March 02, 2018
Despite previous scandals, former prime minister has been campaigning for the centre-right Forza Italia party in this weekend’s election.
Why Silvio Berlusconi looks like stability to many Italians
Former Italian prime minister Silvio Berlusconi is 81 years old. During his many years leading the country, he gained a reputation as a would-be authoritarian and a key European ally to Russian President Vladimir Putin — although he was probably better known for his “bunga bunga” parties and various scandals than his policies.
Berlusconi hasn’t been prime minister since 2011, when he was forced from office amid a national debt crisis. He was later convicted of tax fraud and stripped of his seat in Italy’s Parliament. Nevertheless, Berlusconi is a key figure in this weekend’s elections.
Italian politics are characterized by instability. In the past 30 years, there have been 13 different prime ministers in the country. The only one to serve a full five-year term since 1988 was Berlusconi, who has been prime minister for a little over nine total years during three separate stints. That’s the longest time in office of any prime minister since the fascist dictator Benito Mussolini.
This is an unusual level of political turnover in a major European economy, to say the least. In the past 30 years, there have been just three German chancellors, five French presidents and six British prime ministers. Even among smaller Western European countries that have relatively volatile parliamentary systems, the rate of change in Italy stands out: Belgium and Austria have had eight parliamentary leaders in the same period, for example.
Indeed, the level of change in Italy’s top political office is comparable to only a few European Union nations — most of which are post-Communist states in the east, such as Bulgaria, which has had 15 prime ministers since 1990 (although five were acting prime ministers who only served a few months).
Given the high rate of turnover in Italy, Berlusconi may seem like a safe pair of hands — a laughable concept given that he can’t even hold office until next year due to his fraud conviction. “Berlusconi is there because others have failed,” said Massimo Franco, a columnist at the Corriere della Sera newspaper, to The Washington Post recently. “He’s a survivor.”
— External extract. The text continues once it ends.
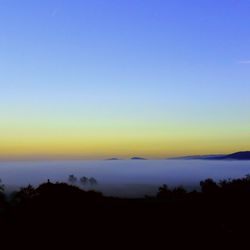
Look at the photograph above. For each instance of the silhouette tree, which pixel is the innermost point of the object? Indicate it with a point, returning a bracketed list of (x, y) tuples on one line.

Italians are well aware that their political instability is not a good thing. According to E.U. data from last year, 60 per cent of Italians are unsatisfied with how their democracy works. Unfortunately for them, attempts to reform this process don’t appear to be working.
These attempts are long-running — Berlusconi’s Forza Italia movement made its own effort when it was in opposition in 2006. Ten years later, the centre-left government of Matteo Renzi held its own referendum on reforms that would change the way Italians voted and put more power into the hands of the prime minister. That bid also failed, forcing Renzi — a key rival to the centre-right Berlusconi — to resign at the end of 2016.
New laws were finally passed in 2017 after a laborious debate between those who favoured a strictly representative Parliament that supported smaller parties and those who wanted to introduce majoritarian measures to ensure stable governments.
Critics say the end result was ultimately an unsatisfying and unnecessarily complicated hodgepodge of these two schools of thought. Many expect no party to gain an outright majority on their own in the upcoming election.
A recent poll of economists conducted by Bloomberg found that 38 per cent of Italians believed there would be a hung Parliament after the election, while 33 per cent suggested there could be a grand coalition of Berlusconi’s centre-right alliance and Renzi’s centre-left Democratic Party.
A smaller number, 22 per cent, thought Berlusconi’s coalition could form a government themselves, while only 8 per cent thought the Five Star Movement (the single party with the most support, according to polls) could form its own government.
Given the political fragmentation in Italy, all of these scenarios carry the risk of government collapse, raising the prospect of new elections or even another rewrite of election laws.
Writing in World Politics Review, Mark Gilbert of the Bologna-based Johns Hopkins University-SAIS Europe warned that Italy could be about to move beyond its regular “perennial political chaos” to a real democratic breakdown, like the ones that occurred in the 1970s, amid an era of political terrorism, and the early 1990s, when a corruption scandal took down many major political parties.
And guess whose prime ministerial career began after the most recent of those two political crises?